Keeper was elected to the Winnipeg City Council in 1977, defeating incumbent councillor Robert Steen (ironically, Steen was elected Mayor of Winnipeg on the same night). He served on council for just over two years, before moving to federal politics.

Keeper was first elected to the House of Commons in the 1980 federal election, narrowly defeating incumbent Progressive Conservative Bob Lane in Winnipeg—St. James. The Liberal Party won a majority government under Pierre Trudeau, and Keeper entered the House of Commons as an opposition member. Originally appointed as NDP critic for urban affairs and public works, he attained greater recognition in a later role as critic for manpower, the Unemployment Insurance Commission, and the Public Service Commission. Throughout 1982 and 1983, he made frequent calls for the Trudeau government to place a greater focus on Canada's worsening unemployment situation.

Keeper left Winnipeg—St. James to seek the NDP nomination for Winnipeg North Centre in the 1984 federal election, under somewhat controversial circumstances. It was generally assumed that Winnipeg—St. James would become more favourable to the Progressive Conservative Party after redistribution; Winnipeg North Centre, by contrast, was one of the safest NDP seats in the country. Keeper's candidacy was said to have annoyed other New Democrats, who wanted to recruit a star candidate for the seat. Keeper nonetheless won the nomination, and rejected charges that he moved from "a sure loser to a safe riding". He was re-elected without difficulty, as the Progressive Conservatives won a majority government.
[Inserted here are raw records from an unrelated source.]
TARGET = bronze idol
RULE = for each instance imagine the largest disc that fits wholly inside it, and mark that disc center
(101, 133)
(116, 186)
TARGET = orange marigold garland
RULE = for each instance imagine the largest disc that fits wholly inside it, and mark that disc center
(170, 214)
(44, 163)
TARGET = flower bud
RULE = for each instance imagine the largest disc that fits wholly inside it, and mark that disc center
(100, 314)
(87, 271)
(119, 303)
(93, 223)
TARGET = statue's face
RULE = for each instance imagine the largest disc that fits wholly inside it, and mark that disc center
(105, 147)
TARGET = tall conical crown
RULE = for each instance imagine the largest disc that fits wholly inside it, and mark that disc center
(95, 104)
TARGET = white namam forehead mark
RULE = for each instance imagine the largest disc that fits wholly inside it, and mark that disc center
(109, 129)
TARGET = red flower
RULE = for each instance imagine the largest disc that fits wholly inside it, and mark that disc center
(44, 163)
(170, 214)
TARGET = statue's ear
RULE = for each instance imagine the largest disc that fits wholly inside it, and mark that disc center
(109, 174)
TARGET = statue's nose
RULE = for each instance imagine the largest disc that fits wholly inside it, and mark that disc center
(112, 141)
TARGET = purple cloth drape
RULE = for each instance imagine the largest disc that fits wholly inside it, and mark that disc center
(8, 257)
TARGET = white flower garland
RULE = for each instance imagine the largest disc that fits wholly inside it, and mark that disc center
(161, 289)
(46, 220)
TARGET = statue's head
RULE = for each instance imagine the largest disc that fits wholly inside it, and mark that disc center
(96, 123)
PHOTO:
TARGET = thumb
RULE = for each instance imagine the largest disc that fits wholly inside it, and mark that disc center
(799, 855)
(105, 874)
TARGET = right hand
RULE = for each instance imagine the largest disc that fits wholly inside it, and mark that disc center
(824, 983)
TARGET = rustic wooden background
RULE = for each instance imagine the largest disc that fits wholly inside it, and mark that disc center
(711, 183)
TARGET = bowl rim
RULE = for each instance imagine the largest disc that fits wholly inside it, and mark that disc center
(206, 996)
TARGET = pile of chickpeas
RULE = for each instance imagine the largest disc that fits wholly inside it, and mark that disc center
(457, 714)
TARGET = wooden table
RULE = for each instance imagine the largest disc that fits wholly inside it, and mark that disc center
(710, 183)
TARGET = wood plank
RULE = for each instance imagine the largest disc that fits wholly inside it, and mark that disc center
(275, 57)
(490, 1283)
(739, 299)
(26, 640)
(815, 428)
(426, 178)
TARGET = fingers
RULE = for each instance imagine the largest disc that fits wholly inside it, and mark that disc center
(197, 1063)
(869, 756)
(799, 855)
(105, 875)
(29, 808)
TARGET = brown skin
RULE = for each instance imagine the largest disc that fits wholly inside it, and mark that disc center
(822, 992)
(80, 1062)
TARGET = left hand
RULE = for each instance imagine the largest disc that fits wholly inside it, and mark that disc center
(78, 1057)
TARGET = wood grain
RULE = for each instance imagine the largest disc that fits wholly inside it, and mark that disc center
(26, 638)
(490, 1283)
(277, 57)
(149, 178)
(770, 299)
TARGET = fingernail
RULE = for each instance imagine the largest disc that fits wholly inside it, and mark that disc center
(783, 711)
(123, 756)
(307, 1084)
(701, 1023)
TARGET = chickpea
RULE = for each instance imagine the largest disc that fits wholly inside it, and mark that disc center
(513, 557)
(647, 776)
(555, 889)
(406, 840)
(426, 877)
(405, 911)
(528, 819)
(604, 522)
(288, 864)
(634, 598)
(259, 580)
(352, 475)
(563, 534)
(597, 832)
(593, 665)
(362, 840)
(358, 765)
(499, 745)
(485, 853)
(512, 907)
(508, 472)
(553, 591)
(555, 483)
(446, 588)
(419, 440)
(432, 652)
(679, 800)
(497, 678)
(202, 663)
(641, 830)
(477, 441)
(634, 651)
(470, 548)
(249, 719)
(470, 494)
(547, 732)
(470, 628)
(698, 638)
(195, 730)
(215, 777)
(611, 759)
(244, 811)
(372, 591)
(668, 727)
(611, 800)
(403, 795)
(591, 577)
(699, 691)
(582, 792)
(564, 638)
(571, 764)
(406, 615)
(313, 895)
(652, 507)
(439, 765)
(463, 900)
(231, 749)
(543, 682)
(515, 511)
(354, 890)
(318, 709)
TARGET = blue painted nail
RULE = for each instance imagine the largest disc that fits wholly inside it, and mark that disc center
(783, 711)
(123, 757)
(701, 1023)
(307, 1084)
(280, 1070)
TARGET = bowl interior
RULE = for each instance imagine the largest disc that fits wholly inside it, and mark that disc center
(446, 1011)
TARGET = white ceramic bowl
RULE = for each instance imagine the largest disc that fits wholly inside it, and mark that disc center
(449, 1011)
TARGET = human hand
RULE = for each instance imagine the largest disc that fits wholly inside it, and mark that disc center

Keeper served as his party's postal critic in the next parliament, and was a vocal opponent of Canada Post's plans to reduce rural mail delivery after 1986. He also announced his support for the Meech Lake Accord in 1987.

He lost to Liberal challenger David Walker in 1988. Two years later, he argued that many poor residents of his riding had been denied the right to vote because enumerators were reluctant to enter their neighbourhoods. However, he did not blame his defeat on flawed enumeration methods.

Keeper sought the NDP's Winnipeg North Centre nomination again for the 1993 federal election but lost to Maureen Hemphill. He campaigned for re-election to Winnipeg City Council in 1995 as a candidate of Winnipeg in the Nineties, but lost to incumbent councillor Amaro Silva in the Daniel McIntyre ward. He identified public safety as one of his main concerns.

In May 2005, Keeper, Jim Silver and Michael MacKenzie published a Canadian Centre for Policy Alternatives study addressing low turnout rates among aboriginal voters.